What I offer

There are many reasons why you might consider working with me. Here are some – but it is not an exhaustive list and you are welcome to be in touch to enquire further.

  • Work with children and young people: Children and young people have always had all sorts of challenges to navigate, but since times of lockdown there is clearly an increased need for safe, supportive spaces where they can process experiences and feelings in ways that do not rely purely on verbal exchange. I work with children and young people of all ages. My particular specialisms are with early trauma and attachment, but you may be seeking therapy for a broad range of emotional needs: please enquire to find out if I may be able to help your child with their particular situation.

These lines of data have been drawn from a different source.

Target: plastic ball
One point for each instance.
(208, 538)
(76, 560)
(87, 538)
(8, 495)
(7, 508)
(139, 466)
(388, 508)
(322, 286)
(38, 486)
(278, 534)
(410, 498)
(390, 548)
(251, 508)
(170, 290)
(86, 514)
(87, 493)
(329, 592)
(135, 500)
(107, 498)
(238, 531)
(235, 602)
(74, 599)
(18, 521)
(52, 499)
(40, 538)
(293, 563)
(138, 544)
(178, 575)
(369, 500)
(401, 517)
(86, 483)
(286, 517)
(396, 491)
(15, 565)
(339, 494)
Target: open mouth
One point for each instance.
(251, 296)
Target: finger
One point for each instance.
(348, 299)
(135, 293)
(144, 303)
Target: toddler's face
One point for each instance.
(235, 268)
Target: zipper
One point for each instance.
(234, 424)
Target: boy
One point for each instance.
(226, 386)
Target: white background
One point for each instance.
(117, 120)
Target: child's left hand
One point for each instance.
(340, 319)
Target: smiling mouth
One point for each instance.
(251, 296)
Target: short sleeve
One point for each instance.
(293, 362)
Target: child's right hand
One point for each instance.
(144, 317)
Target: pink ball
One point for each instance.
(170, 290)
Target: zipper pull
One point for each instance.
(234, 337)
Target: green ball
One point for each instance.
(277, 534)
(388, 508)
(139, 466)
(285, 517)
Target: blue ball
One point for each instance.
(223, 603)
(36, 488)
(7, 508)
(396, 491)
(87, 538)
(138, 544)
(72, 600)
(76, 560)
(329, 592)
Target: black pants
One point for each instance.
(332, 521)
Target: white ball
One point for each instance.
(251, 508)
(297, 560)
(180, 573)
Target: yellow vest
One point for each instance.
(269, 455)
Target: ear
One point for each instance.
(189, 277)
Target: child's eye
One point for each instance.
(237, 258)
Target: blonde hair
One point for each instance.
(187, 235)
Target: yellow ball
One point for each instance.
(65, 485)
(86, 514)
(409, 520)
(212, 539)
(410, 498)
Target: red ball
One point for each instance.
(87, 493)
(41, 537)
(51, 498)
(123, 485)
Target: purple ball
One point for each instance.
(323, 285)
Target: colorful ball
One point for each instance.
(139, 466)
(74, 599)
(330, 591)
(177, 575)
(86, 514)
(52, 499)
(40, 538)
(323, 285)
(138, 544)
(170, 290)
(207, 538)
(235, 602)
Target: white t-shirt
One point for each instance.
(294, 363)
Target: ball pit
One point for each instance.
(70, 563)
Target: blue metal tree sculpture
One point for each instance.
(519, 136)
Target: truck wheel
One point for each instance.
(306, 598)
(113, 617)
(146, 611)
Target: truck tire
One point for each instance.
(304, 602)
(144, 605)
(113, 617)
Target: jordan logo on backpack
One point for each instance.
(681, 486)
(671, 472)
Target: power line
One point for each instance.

  • Attachment/dyadic work: Having worked in adoption support for ten years, I am experienced in supporting parents together with their children in sessions. In such work we seek to strengthen the attachment relationship and understand some of the blocks to attachment that may be occurring; to facilitate the processing of a child’s early trauma and losses within the attachment relationship; to allow the child to revisit some of the steps in their earlier development that they may have missed out on, including learning to play, and for the parent to be able to be there alongside them as they revisit these earlier stages. While adoption has been my area of specialism I am equally open to offering dyadic work where a young child lives with foster carers or birth family, as appropriate to the situation.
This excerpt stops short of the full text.